Air Malta’s focus has, in recent years, been on profitability rather than growth. The latter strategy didn’t work out, forcing the airline to restructure which included a downsize of its operations and revisions made to its network.
The changes paid off, and in March 2019, the company reported its first profits for the first time in nearly two decades.
The coronavirus crisis, however, has brought about further issues for the airline, which was indeed focusing on maintaining profitability through 2020 and the years to come.
Air Malta was forced to initiate further discussions with its employee unions to safeguard jobs and avoid an additional downsizing of the company’s overall operation.
An agreement was reached with Air Malta’s cabin crew union, as we reported on 28 May. “As a Government we will continue to assist to see that we help the company as much as we can,” Malta’s Economy Minister Silvio Schembri said last month. Schembri noted that while the agreement with the cabin crew union was a significant step in reducing company operating costs, the same was necessary from pilot union ALPA.
Schembri described the latest tensions with ALPA with the following: “Air Malta has taken the undesired yet unavoidable decision to make a number of pilots redundant.

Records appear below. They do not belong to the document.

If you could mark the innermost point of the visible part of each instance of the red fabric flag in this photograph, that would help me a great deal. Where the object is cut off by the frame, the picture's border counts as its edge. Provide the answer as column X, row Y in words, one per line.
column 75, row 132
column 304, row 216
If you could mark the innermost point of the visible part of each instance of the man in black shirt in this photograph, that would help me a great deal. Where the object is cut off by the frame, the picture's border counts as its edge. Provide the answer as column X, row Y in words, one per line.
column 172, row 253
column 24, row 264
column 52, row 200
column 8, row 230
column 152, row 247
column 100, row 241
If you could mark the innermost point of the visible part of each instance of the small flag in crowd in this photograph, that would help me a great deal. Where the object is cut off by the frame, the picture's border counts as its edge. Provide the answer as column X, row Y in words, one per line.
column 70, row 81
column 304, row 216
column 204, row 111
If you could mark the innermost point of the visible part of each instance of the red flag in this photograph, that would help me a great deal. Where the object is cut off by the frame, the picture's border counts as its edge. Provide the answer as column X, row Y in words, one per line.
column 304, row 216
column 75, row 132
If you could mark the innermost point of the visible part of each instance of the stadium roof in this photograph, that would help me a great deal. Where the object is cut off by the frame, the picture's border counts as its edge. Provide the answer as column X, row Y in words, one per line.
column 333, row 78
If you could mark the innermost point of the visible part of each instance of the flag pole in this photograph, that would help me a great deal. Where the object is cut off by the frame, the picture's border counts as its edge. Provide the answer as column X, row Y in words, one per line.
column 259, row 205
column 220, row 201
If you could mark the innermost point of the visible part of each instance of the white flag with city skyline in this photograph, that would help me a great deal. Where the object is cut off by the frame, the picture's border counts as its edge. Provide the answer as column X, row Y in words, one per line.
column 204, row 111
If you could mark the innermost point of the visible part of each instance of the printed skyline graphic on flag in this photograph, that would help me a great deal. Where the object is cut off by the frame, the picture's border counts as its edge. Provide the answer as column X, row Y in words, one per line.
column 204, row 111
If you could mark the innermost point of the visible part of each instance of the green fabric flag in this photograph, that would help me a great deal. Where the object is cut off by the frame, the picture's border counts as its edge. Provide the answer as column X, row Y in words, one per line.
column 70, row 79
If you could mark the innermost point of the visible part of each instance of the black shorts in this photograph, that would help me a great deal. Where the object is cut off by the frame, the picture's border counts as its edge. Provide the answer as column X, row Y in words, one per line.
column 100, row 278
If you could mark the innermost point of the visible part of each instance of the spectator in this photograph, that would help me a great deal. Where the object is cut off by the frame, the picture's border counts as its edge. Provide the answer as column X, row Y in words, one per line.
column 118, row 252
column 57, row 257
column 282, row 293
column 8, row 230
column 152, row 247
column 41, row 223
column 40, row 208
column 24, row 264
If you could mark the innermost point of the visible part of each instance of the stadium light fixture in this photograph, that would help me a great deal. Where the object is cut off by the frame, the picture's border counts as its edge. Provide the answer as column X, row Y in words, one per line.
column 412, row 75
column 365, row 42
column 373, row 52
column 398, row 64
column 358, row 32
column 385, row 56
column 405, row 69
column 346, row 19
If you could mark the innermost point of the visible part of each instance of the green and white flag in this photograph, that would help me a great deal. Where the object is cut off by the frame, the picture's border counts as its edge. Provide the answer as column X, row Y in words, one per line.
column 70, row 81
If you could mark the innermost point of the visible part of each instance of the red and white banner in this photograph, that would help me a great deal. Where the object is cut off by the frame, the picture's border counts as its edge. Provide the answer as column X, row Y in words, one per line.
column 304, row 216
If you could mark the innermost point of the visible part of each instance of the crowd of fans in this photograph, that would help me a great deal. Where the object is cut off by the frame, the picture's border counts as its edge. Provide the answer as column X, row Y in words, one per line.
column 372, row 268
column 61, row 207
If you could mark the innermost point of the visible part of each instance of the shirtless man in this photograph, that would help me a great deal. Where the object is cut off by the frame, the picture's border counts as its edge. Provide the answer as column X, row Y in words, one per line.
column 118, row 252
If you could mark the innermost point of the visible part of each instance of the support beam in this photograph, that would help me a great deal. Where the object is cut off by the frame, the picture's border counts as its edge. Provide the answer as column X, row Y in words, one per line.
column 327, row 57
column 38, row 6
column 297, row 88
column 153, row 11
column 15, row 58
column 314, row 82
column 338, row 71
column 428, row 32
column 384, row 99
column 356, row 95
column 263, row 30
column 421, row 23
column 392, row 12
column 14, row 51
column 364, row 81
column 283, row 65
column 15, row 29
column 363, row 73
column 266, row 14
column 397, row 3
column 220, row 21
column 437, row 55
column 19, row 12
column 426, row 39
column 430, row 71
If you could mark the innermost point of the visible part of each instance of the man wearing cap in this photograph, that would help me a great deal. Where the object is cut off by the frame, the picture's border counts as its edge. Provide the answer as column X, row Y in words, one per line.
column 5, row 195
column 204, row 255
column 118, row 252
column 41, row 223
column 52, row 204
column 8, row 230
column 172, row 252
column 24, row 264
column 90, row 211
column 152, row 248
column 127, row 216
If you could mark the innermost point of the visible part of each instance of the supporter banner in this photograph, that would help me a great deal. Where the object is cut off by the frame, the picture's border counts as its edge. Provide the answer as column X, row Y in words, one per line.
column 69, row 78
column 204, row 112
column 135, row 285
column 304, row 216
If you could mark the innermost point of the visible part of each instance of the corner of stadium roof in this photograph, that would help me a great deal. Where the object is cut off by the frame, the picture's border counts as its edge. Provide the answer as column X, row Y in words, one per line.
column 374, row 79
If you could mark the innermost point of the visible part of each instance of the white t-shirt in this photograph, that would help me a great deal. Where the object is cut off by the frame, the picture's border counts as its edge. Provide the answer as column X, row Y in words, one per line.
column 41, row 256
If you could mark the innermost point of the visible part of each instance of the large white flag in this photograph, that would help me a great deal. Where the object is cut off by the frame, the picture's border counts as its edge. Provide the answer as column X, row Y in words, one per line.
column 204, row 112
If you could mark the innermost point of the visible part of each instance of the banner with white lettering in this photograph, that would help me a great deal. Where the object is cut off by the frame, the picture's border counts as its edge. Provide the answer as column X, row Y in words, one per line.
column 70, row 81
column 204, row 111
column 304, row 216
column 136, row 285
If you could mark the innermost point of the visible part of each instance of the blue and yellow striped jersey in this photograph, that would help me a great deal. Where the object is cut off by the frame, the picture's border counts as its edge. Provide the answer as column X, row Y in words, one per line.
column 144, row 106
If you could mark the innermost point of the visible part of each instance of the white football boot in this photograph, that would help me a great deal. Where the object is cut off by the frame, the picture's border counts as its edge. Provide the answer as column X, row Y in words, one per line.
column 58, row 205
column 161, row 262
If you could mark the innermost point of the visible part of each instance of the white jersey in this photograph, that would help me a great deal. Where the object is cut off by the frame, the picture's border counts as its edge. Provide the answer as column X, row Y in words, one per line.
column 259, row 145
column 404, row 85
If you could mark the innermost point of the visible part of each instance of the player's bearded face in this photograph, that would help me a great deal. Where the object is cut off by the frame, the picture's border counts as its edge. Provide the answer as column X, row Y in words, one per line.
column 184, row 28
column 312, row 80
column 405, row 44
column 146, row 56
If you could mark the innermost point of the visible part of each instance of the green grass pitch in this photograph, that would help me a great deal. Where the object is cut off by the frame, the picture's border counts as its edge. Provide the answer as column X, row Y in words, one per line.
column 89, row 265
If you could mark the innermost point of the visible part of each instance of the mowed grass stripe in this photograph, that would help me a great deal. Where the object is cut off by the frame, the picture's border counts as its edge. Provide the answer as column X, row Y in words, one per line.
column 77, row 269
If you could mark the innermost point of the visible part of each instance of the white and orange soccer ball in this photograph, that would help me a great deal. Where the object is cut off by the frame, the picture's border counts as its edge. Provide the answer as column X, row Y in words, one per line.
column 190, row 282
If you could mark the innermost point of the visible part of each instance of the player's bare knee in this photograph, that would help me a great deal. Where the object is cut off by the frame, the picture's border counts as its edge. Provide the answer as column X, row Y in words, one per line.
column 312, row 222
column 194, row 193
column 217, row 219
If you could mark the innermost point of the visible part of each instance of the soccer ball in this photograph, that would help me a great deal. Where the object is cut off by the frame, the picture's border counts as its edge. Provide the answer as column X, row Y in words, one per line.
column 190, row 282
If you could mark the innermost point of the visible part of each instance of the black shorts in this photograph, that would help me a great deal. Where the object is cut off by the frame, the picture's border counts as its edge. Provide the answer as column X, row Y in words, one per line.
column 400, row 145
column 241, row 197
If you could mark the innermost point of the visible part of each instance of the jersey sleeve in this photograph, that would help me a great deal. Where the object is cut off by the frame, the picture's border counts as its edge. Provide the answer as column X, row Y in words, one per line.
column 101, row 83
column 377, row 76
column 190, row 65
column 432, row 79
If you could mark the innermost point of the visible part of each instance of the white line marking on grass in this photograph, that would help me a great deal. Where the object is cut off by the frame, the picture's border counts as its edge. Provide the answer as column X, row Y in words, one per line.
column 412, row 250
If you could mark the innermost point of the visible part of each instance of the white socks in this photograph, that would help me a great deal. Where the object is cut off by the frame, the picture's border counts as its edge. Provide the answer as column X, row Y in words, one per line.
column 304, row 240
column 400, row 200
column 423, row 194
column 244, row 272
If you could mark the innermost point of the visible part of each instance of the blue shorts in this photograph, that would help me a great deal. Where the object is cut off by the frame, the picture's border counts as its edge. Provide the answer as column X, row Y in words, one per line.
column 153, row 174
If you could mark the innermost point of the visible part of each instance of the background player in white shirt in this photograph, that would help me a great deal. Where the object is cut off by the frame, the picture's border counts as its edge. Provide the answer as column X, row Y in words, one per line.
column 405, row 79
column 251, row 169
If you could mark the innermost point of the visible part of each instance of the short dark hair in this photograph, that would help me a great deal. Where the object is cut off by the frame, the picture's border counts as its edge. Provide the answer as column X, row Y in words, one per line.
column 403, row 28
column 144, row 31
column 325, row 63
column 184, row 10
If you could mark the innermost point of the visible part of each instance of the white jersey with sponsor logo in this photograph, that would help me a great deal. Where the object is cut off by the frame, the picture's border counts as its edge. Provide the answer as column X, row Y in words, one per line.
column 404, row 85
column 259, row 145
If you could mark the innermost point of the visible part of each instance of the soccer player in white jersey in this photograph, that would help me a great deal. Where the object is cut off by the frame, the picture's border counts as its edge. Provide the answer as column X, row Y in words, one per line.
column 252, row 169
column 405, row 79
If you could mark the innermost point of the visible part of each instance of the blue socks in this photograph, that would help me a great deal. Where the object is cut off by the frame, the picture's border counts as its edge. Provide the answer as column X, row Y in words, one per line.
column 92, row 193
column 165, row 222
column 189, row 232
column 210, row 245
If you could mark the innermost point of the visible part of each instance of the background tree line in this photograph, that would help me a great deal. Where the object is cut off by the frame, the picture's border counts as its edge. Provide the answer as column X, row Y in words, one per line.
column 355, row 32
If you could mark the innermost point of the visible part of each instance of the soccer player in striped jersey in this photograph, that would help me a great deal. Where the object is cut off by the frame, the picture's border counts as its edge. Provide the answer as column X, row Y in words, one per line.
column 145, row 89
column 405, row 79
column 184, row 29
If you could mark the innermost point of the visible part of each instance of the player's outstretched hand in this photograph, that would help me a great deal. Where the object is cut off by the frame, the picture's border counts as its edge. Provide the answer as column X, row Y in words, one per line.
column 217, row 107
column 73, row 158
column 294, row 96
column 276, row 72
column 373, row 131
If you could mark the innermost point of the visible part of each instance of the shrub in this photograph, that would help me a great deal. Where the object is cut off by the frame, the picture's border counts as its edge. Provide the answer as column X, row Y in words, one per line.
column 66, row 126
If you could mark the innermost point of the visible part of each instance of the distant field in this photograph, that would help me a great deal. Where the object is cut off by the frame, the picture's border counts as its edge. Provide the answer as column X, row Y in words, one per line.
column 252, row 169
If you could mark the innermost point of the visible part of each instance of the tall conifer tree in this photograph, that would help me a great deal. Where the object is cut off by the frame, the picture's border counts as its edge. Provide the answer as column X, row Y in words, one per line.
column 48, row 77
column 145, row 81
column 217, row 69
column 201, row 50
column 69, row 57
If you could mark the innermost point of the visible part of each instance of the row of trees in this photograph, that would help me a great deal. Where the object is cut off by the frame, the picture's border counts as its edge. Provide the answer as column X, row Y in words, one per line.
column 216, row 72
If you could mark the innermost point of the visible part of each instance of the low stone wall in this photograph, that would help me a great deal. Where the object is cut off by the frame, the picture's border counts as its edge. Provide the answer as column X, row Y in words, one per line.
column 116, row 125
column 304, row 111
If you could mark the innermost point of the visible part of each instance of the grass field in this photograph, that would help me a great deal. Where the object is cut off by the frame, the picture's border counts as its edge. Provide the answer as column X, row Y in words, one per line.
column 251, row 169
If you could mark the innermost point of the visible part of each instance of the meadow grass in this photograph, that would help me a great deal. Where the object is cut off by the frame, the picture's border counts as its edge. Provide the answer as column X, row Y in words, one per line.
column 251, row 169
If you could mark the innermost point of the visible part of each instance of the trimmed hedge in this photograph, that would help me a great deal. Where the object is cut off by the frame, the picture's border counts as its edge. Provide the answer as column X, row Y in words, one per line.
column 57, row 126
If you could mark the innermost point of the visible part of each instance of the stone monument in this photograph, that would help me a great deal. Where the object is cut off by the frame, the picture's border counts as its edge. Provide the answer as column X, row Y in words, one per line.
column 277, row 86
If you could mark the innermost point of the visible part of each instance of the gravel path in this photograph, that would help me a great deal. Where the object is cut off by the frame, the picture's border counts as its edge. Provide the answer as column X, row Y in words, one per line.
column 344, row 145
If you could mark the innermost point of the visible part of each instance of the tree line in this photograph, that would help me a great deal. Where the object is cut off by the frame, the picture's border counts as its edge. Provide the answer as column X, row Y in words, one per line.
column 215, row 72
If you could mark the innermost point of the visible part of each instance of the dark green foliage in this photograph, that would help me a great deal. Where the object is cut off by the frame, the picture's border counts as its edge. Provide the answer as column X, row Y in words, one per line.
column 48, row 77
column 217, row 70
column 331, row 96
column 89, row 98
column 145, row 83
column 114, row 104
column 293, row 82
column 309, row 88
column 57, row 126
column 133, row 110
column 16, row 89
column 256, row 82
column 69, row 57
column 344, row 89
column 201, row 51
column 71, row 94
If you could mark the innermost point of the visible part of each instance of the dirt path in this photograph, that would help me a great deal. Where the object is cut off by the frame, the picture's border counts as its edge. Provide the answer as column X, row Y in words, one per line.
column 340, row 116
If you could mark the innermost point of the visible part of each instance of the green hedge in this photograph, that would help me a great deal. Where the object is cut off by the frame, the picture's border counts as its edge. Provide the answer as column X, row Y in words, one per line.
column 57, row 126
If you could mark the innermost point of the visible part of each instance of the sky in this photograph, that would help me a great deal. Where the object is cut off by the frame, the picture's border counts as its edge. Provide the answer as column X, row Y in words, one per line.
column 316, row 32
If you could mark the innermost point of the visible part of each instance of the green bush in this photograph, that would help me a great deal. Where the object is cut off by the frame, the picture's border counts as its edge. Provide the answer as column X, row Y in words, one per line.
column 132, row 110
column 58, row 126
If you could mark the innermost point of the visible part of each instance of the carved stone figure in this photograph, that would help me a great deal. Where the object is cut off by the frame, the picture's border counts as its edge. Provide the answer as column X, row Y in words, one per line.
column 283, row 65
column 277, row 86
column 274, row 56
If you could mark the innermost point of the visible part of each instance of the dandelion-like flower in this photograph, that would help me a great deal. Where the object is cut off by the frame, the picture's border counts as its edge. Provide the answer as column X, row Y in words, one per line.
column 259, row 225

Pilots’ Union ALPA has demanded an early retirement buyout of €73 million, which roughly equates to €700,000 per pilot. The said actions are an attempt to place a stranglehold on Airmalta's existence, especially during such sensitive times. As the Maltese government we reiterate our commitment to further support the company and its employees’ efforts for Air Malta to operate sustainably.”
In an interview with AeroNewsX in April, former Air Malta CEO, Philip Micallef, noted that job cuts would result in a weakening of the airline’s long-term competitiveness.
“Air Malta has to retain its talented and skilled people as much as possible. It should avoid cutting jobs at this stage. Now is not a time to cut jobs but to retain and seek financial assistance so that when demand picks up again it can quickly ramp up,” Micallef said.
Over the past couple of months, Air Malta’s relationship with pilot union ALPA has deteriorated. In a statement in April, ALPA questioned “the wisdom” of Air Malta Chief Executive, Captain Clifford Chetcuti. This came after Air Malta notified the Department of Industrial and Employment Relations (DIER) of its intention to layoff 108 pilots, representing 80% of its cockpit workforce without consulting the union. Furthermore, the union accused the CEO of ‘creating negative undercurrents’.